Your list of must-see, fun, insightful, and very Los Angeles art events this month, including Alicia Piller, Brad Phillips, Mulyana, the MexiCali Biennial, and more.
February is a big time in the Los Angeles art world, with four art fairs (Frieze, Felix, Spring Break, and the LA Art Show) coming to town later this month (not to mention Museums Free-For-All day). Galleries and museums here are mounting ambitious shows to take advantage of the moment. These include Alicia Piller’s Laocoönical assemblages at Craft Contemporary, Trulee Hall’s phantasmagorical multi-media environments at Rusha & Co, and the Fowler Museum’s show of Amir Fallah’s captivating paintings that pull from centuries of high and low visual culture.
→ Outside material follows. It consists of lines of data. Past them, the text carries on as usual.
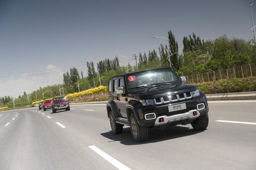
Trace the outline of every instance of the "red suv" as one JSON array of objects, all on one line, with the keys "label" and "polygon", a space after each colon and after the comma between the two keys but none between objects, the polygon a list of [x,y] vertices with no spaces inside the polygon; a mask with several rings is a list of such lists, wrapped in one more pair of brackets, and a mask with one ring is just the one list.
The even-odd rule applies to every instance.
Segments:
[{"label": "red suv", "polygon": [[66,111],[70,110],[69,102],[65,96],[58,97],[52,99],[52,113],[56,113],[57,110],[65,109]]},{"label": "red suv", "polygon": [[45,111],[47,109],[51,109],[52,103],[52,99],[44,100],[44,111]]}]

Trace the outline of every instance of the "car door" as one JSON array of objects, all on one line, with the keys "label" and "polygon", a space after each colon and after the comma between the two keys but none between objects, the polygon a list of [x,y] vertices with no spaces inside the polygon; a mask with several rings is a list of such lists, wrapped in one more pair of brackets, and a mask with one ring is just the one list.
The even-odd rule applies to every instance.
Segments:
[{"label": "car door", "polygon": [[[124,78],[119,77],[118,80],[118,87],[122,87],[123,88],[123,92],[124,94],[125,94],[125,87],[124,86]],[[126,96],[122,94],[118,94],[117,95],[118,98],[118,106],[119,108],[120,112],[124,117],[127,117],[126,114],[126,103],[127,102],[126,101]]]}]

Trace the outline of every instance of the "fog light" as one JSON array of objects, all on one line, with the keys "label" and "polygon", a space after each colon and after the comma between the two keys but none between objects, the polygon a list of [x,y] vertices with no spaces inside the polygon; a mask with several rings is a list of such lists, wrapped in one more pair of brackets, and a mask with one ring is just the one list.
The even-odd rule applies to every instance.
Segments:
[{"label": "fog light", "polygon": [[204,109],[204,104],[201,103],[197,105],[197,110],[200,110]]},{"label": "fog light", "polygon": [[146,120],[150,120],[156,119],[156,114],[154,113],[148,113],[145,115],[145,119]]}]

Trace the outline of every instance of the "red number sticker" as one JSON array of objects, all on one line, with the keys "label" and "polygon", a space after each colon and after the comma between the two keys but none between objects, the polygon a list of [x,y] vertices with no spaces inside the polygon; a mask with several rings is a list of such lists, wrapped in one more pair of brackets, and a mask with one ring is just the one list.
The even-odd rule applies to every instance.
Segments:
[{"label": "red number sticker", "polygon": [[128,77],[128,80],[130,82],[133,82],[136,80],[135,76],[130,76]]}]

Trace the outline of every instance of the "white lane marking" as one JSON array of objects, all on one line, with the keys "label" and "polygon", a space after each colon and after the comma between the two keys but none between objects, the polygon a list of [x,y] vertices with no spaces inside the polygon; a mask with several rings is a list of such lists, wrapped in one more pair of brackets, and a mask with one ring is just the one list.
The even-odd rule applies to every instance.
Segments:
[{"label": "white lane marking", "polygon": [[255,101],[250,100],[246,101],[207,101],[208,103],[236,103],[236,102],[256,102]]},{"label": "white lane marking", "polygon": [[117,168],[120,170],[131,170],[130,168],[116,160],[116,159],[109,155],[106,152],[103,152],[94,145],[90,146],[90,148],[94,151],[100,155],[102,158],[108,161],[110,164]]},{"label": "white lane marking", "polygon": [[83,106],[83,105],[106,105],[107,104],[107,103],[104,104],[72,104],[71,106]]},{"label": "white lane marking", "polygon": [[256,123],[246,122],[244,121],[229,121],[228,120],[216,120],[215,121],[219,121],[221,122],[226,122],[226,123],[235,123],[248,124],[249,125],[256,125]]},{"label": "white lane marking", "polygon": [[65,127],[66,127],[66,126],[64,126],[63,125],[62,125],[62,124],[58,122],[55,122],[56,123],[58,124],[61,127],[62,127],[62,128],[64,128]]}]

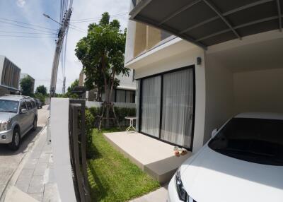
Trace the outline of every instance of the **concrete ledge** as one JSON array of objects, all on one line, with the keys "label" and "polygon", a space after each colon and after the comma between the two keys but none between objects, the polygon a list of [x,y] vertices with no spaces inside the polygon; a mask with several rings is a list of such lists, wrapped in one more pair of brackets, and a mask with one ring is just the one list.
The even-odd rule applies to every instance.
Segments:
[{"label": "concrete ledge", "polygon": [[168,182],[192,153],[176,157],[173,146],[139,133],[104,133],[105,139],[125,157],[161,184]]}]

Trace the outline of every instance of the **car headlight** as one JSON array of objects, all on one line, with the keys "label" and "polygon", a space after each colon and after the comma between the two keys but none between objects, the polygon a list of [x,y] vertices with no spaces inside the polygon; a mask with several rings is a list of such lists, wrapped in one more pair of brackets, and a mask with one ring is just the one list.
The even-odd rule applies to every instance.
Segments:
[{"label": "car headlight", "polygon": [[175,181],[176,184],[176,189],[178,195],[179,196],[180,200],[183,201],[189,201],[189,197],[187,194],[187,192],[185,190],[184,186],[183,185],[183,182],[181,180],[181,174],[180,172],[180,167],[178,169],[176,172],[176,174],[175,175]]},{"label": "car headlight", "polygon": [[8,128],[8,121],[1,121],[0,124],[0,131],[7,131]]}]

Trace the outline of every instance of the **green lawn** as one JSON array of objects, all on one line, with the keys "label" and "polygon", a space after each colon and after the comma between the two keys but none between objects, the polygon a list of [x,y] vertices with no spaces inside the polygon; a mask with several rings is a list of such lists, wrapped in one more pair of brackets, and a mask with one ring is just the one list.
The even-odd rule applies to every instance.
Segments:
[{"label": "green lawn", "polygon": [[[113,132],[117,129],[103,130]],[[93,201],[127,201],[160,186],[129,159],[113,148],[97,129],[93,132],[95,156],[88,161]]]}]

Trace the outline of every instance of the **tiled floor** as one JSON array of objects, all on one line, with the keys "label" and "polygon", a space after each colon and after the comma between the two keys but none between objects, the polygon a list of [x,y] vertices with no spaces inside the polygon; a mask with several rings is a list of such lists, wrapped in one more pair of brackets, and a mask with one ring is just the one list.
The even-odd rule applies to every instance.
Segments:
[{"label": "tiled floor", "polygon": [[46,128],[23,167],[16,186],[38,201],[60,201],[54,180],[51,145],[47,143]]}]

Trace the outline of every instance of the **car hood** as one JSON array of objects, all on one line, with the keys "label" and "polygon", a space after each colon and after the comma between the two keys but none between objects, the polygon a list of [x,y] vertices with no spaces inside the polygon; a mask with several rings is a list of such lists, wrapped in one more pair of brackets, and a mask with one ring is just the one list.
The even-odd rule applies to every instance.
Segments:
[{"label": "car hood", "polygon": [[197,202],[283,201],[283,166],[237,160],[205,145],[180,172],[187,193]]},{"label": "car hood", "polygon": [[8,121],[13,117],[16,116],[16,113],[0,112],[0,121]]}]

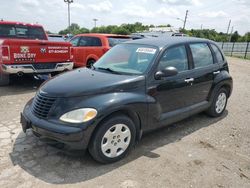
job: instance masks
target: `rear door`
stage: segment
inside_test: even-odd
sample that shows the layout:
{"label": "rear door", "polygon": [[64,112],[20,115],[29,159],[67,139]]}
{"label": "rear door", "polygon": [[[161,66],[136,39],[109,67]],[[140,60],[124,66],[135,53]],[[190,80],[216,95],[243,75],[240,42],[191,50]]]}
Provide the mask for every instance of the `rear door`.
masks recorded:
{"label": "rear door", "polygon": [[192,101],[193,104],[208,100],[208,94],[212,87],[216,74],[219,74],[219,64],[212,55],[208,43],[191,43],[189,50],[192,57],[191,78],[194,80]]}

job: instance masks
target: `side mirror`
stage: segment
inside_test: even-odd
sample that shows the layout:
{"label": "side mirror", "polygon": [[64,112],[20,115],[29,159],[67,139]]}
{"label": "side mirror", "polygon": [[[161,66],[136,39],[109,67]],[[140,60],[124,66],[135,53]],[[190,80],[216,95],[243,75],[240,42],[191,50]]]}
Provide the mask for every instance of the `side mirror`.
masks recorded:
{"label": "side mirror", "polygon": [[165,69],[155,73],[155,79],[160,80],[161,78],[175,76],[177,74],[178,70],[175,67],[166,67]]}

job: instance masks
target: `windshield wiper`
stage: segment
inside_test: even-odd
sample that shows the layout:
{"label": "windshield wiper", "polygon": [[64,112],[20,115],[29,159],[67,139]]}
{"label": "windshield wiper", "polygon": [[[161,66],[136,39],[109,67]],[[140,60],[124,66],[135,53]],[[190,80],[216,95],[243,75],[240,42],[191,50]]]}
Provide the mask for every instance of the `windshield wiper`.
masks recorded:
{"label": "windshield wiper", "polygon": [[95,67],[95,69],[100,69],[100,70],[105,70],[105,71],[108,71],[108,72],[111,72],[111,73],[115,73],[115,74],[120,74],[119,72],[107,67],[107,68],[104,68],[104,67]]}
The peripatetic MexiCali Biennial touches down at the Cheech in Riverside with their latest edition focused on the contested histories of food and agriculture throughout California and Mexico, while UC Irvine’s Contemporary Arts Center Gallery presents British sibling duo Jane and Louise Wilson’s video installations that dig into the Cold War and its contemporary echoes.
Bridget Mullen: Sensory Homunculus
Bridget Mullen: Sensory Homunculus, Shulamit Nazarian, Los Angeles, January 7 - February 10, 2023
A sensory homunculus is a scientific figure of a human that illustrates how much of our brain is dedicated to controlling certain areas of the body. Its hand and mouth are monstrously oversized, given the exceptional neurological resources devoted to them. Bridget Mullen’s solo show at Shulamit Nazarian takes its name from the goblin-like creature, and her paintings elicit a similar sense of corporeal unease. With a nod to surrealism and psychedelia, she grapples with the tension between abstraction and figuration, as pools, blobs, and skeins of paint transform into body parts, hair, and effluvia. For both Mullen and the homunculus, representation is not limited to the visually mimetic.